In the last module, we processed RADseq data from the red diamond rattlesnake (Crotalus ruber) to assemble it from raw reads into aligned data. We now have files that are sequences of SNPs (single nucleotide polymorphisms) or loci that are on a common coordinate system for each individual sample. This allows us to make inferences based on variation at sites in the alignment across samples. We'll do some basic population genetic analyses to look at population structure. We'll run all of this in R.



In [None]:
# necessary for me on MedicineBow cluster
.libPaths(c("/cluster/medbow/home/sharrin2/R/x86_64-pc-linux-gnu-library/4.4",
            "/apps/u/spack/gcc/14.2.0/r/4.4.0-w7xoohc/rlib/R/library"))

In [None]:
# uncomment for actual tutorial, commented for dev
# install.packages(c("adegenet", "plotrix", "mapdata", "BiocManager", "vcfR", "fossil", "scatterpie", "mapproj", "MASS"))
# BiocManager::install("LEA")

This may take several minutes. Once that's done, we can load up the packages:

In [None]:
# Load up necessary packages
library(vcfR)
library(adegenet)
library(LEA)
library(mapdata)
library(ggplot2)
library(scatterpie)
library(mapproj)
library(fossil)
library(MASS)

## tweak for gcp, obviously

Then we will specify a number of file paths and read in a few files so that we don’t have to repeatedly hardcode file paths farther down in the notebook. This makes it easier to reuse the script on different datasets or the same data with different filtering schemes without having to search through the script for every time an absolute file path is specified.

In [None]:
## Set up an object containing the path to the data
data_dir <- "/home/sharrin2/radseq_cloud/ruber_reduced_denovo_outfiles"

## make a directory to put the output plots into
##    this can be wherever you like, I'm putting it into the directory that contains
##    my scripts and ipyrad output directories
out_dir <- "/home/sharrin2/radseq_cloud/pop_struct_out"
if(!dir.exists(out_dir)){ # check if the directory  exists and return TRUE if it does not
  dir.create(out_dir)   # create the directory if it does not exist
}

# Set up an object that contains the base file name of files in the output directory. 
#    Data files are all this basename with varying extensions
#  we won't call this 'basename' because that is a function in R
#  setting up the files this way allows us to easily run this script on another assembly 
#    without needing to edit file names everywhere they occur
basefile <- "ruber_reduced_denovo"

# Read in the geographic coordinates for plotting later
coords <- read.csv("/home/sharrin2/radseq_cloud/ruber_data/Localities.csv", header=TRUE, row.names=NULL)
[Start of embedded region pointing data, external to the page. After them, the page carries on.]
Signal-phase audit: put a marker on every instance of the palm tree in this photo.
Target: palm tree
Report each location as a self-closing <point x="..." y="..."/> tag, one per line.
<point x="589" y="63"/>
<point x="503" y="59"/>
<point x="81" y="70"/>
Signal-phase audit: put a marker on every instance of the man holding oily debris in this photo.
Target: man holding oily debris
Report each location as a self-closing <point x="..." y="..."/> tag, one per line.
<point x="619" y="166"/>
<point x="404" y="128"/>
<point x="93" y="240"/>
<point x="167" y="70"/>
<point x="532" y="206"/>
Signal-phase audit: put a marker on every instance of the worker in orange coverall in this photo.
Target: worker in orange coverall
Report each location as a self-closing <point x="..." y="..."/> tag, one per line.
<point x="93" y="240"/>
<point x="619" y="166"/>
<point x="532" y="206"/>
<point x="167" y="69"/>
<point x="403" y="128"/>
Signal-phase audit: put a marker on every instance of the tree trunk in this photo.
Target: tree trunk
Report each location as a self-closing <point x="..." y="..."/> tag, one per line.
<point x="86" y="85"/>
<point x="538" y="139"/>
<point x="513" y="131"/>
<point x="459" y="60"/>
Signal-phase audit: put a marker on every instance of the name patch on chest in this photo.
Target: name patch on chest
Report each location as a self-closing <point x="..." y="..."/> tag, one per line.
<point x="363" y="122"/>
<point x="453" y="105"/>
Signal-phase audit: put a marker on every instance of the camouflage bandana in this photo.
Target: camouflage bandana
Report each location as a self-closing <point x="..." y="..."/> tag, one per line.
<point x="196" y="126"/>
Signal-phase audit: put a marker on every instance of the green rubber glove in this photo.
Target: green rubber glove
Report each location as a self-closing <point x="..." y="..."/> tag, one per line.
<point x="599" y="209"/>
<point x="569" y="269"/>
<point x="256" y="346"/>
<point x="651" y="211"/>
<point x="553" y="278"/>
####################################################################################
## Set up paths to input files using the base file name specified above
####################################################################################
path_ugeno <- paste0(data_dir,"/", basefile,".ugeno")
path_ustr <- paste0(data_dir,"/", basefile,".ustr")
path_vcf <- paste0(data_dir,"/", basefile,".vcf")

### Set up some colors for plotting farther down
colors_2 <- c("red", "blue") # colors for plotting 2 populations


# Set the working directory to the output directory
setwd(out_dir) # set directory as the output directory

## Basic stats

Let's start by reading in the data and calculating some very basic population genetic summary statistics.

Read in the dat a from the vcf file:

In [None]:
gendata_all <- read.vcfR(path_vcf) # read in all of the genetic data from the vcf file
gendata <- vcfR2genind(gendata_all) # convert to genind format

Calculate observed and expected heterozygosity:


In [None]:
# Use adegenet's summary function on the genind object
genstats <- summary(gendata)

# and make overlapping histograms
hist(genstats$Hobs, breaks = 15)
hist(genstats$Hexp, add = TRUE, col = scales::alpha('blue',.25))

Looks like we might have lower observed than expected heterozygosity. Let's check the means across loci to confirm:

In [None]:
# and look at the mean of each
mean(genstats$Hobs)
mean(genstats$Hexp)

Yep, we have low observed heterozygosity compared to expected. One likely reason for this is if there is population structure in the data. We'll test for this shortly.